薄い唇を震わせて発したのは、匠海を詰る言葉で。
「お……っ お兄ちゃんが、そう、し……、躾けたんだもんっ」
けれど言葉とは裏腹に、ヴィヴィはまるで縋る様に片腕を伸ばし、匠海の太ももに布越しに触れる。
最初からずっと、ヴィヴィはコンドームをせずに、兄の全てをその身で受け止めるのが当たり前だった。
だからその当たり前を急に辞めると言われて、大切にされていると喜ぶ一方で、ヴィヴィは戸惑っていた。
「そうだよ……。中出しされて悦ぶ子に躾けたのは、俺だ……」
そう呟いた匠海の声には戸惑いが垣間見え、いつもならすぐに抱き締めてくれるのに、脚を投げ出したまま視線だけをヴィヴィへと向けていた。
「……きら……い……?」
兄の態度に不安を覚え、ヴィヴィの薄い胸が引き攣れる様に心臓へと向かって締め付けられる。

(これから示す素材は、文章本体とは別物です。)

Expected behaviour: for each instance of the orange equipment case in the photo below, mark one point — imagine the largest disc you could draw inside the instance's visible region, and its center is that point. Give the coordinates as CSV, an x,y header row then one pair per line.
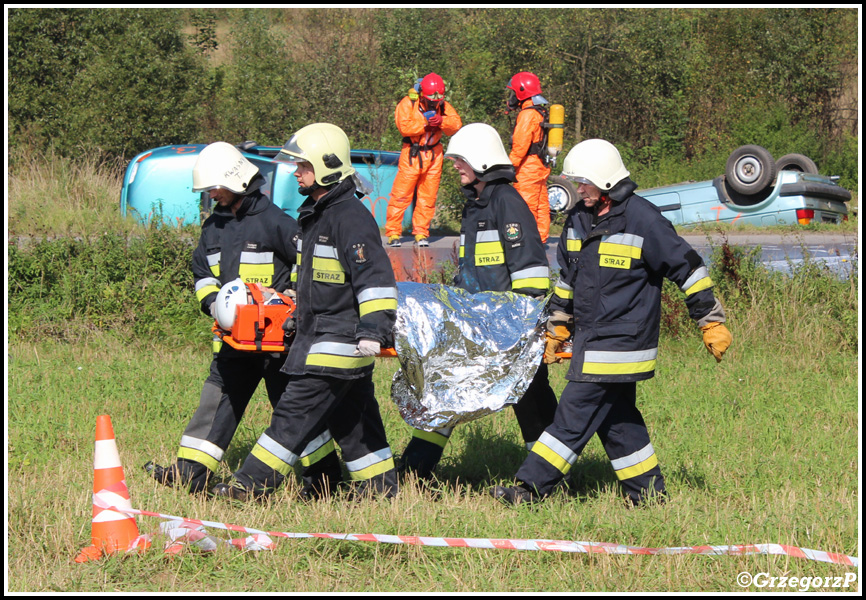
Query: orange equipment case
x,y
258,327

(こんな、えっちなヴィヴィ……、呆れちゃった……?)
匠海のチェックのパンツをきゅっと握り締めたヴィヴィのその手を、上から大きな掌が包み込んできた。
「馬鹿……。もう、大好き過ぎて、自分が抑えられないんだよ」
くしゃりと苦笑いしながらそう発した匠海の声はしっかりとしていて、ヴィヴィは少しだけ不安が払拭された。
「抑え、ないで……?」
「ヴィクトリア……」
ヴィヴィは空いていたもう片方の手も、兄の太ももに添えて見つめ直す。
「ヴィヴィ……、お兄ちゃんを、全身全霊で感じたいんだもん」
だから抑えないで欲しい。
全部受け止めるから。
心も躰も、愛情も苦悩も、自分では頼りないかもしれないけれど、ちゃんと匠海を受け止めたい。
兄がいつも、自分に対してそうしてくれたように――。